The first release through Hulu will be the Kathryn Bigelow-directed Unititled Detroit Project which is also getting the full force of Annapurna’s new marketing and distribution team behind it when it bows on August 4th. The film, written by Mark Boal, is based on the 1967 Detroit race riots. Bigelow and Boal’s previous collaboration was on Zero Dark Thirty which garnered five Academy Award nominations for Annapurna.

Annapurna is also putting together Richard Linklater’s film adaptation of the Maria Semple book Where’d You Go, Bernadette starring Cate Blanchett which will also go through Hulu. Hulu will also stream future films from teh company that has produced such critically-acclaimed fare as American Hustle, Her, Foxcatcher and The Master as well as the strong female story Joy and the raunchy comedy Sausage Party. So the deal is assured to provide Hulu with both critical and commercial content.

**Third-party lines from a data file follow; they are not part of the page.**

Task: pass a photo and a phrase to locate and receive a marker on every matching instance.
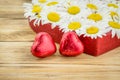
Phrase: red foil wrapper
(93, 47)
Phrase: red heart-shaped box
(93, 47)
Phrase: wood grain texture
(17, 62)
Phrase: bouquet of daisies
(91, 18)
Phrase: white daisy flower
(73, 8)
(94, 30)
(51, 15)
(113, 4)
(74, 24)
(48, 2)
(33, 12)
(94, 5)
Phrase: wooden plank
(15, 30)
(19, 52)
(16, 62)
(12, 8)
(13, 2)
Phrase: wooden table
(17, 63)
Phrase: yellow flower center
(114, 24)
(42, 1)
(36, 9)
(74, 25)
(112, 13)
(92, 30)
(73, 10)
(52, 3)
(38, 15)
(113, 5)
(92, 6)
(53, 16)
(95, 17)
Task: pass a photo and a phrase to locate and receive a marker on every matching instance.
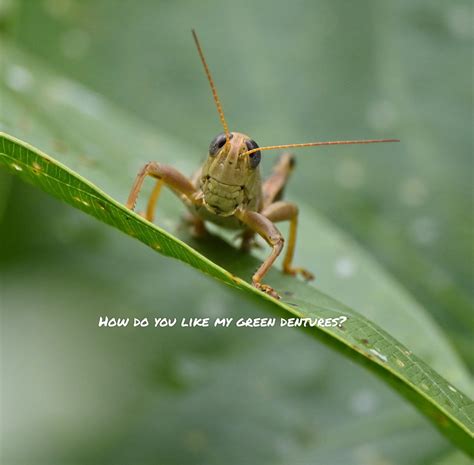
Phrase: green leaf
(358, 338)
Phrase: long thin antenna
(213, 87)
(315, 144)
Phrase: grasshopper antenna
(213, 87)
(316, 144)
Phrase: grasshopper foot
(267, 289)
(198, 228)
(307, 275)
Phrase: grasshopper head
(228, 163)
(230, 177)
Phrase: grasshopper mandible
(228, 190)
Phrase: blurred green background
(286, 73)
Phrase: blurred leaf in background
(315, 70)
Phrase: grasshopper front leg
(287, 211)
(265, 228)
(169, 176)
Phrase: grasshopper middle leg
(169, 176)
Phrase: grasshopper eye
(217, 143)
(254, 157)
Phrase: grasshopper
(228, 190)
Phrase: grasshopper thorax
(230, 177)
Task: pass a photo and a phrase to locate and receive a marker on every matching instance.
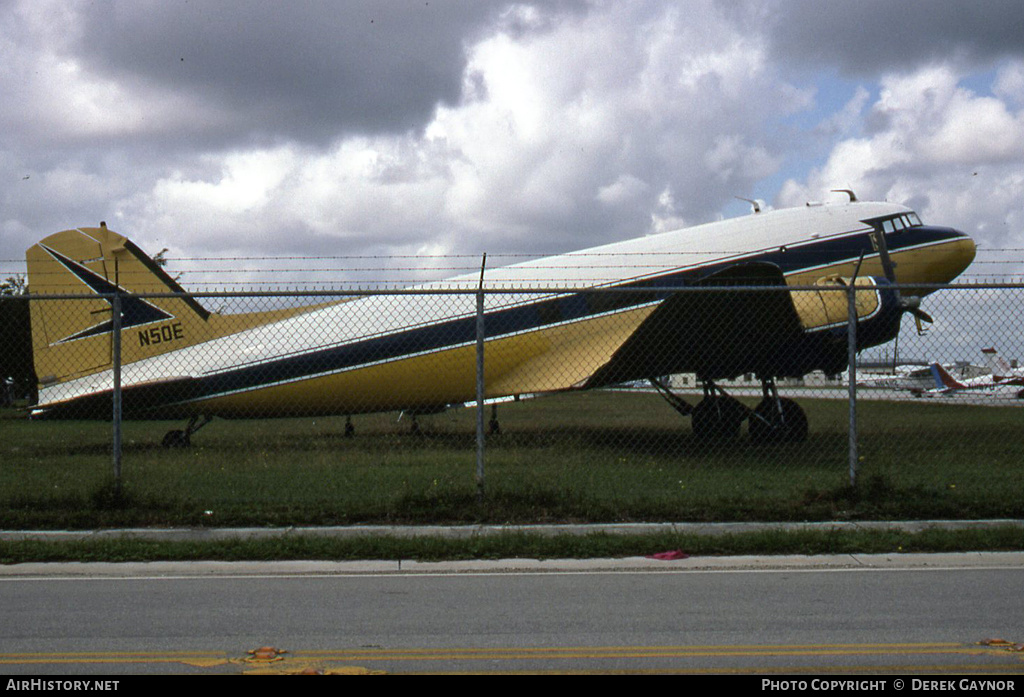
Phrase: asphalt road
(821, 615)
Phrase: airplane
(1001, 380)
(605, 315)
(914, 379)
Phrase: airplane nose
(966, 251)
(955, 256)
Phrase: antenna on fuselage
(755, 204)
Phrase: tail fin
(996, 363)
(944, 381)
(72, 338)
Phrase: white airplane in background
(915, 379)
(612, 316)
(1003, 379)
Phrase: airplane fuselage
(574, 320)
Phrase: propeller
(909, 304)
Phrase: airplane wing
(136, 400)
(716, 335)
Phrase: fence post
(851, 348)
(479, 384)
(116, 365)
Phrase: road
(761, 615)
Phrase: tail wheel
(781, 423)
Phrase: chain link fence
(549, 403)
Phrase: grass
(602, 456)
(515, 545)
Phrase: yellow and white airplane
(630, 310)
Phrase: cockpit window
(895, 223)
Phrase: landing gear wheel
(176, 439)
(785, 423)
(718, 419)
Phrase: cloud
(935, 144)
(461, 127)
(868, 37)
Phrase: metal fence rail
(631, 382)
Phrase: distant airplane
(612, 318)
(1003, 380)
(915, 379)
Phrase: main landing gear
(719, 416)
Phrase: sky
(395, 131)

The Hulu deal follows a string of multi-year, pay one window output agreements with independent distributors including IFC Films for documentaries and Magnolia Pictures. In addition, Hulu recently set deals with EPIX and The Walt Disney Studios that significantly expanded and reinforced Hulu’s increased efforts in film over the past year.

Hulu also has done its fair share of original programming, most recently with

The Handmaid’s Tale, the drama that has been getting a major marketing promo push behind it for its April release. It also successfully streamed Ron Howard’s music documentary The Beatles: Eight Days a Week – The Touring Years after it received a theatrical release via Abramorama.

Chris Corabi, Josh Small, and Don Hardison negotiated the Hulu deal on behalf of Annapurna.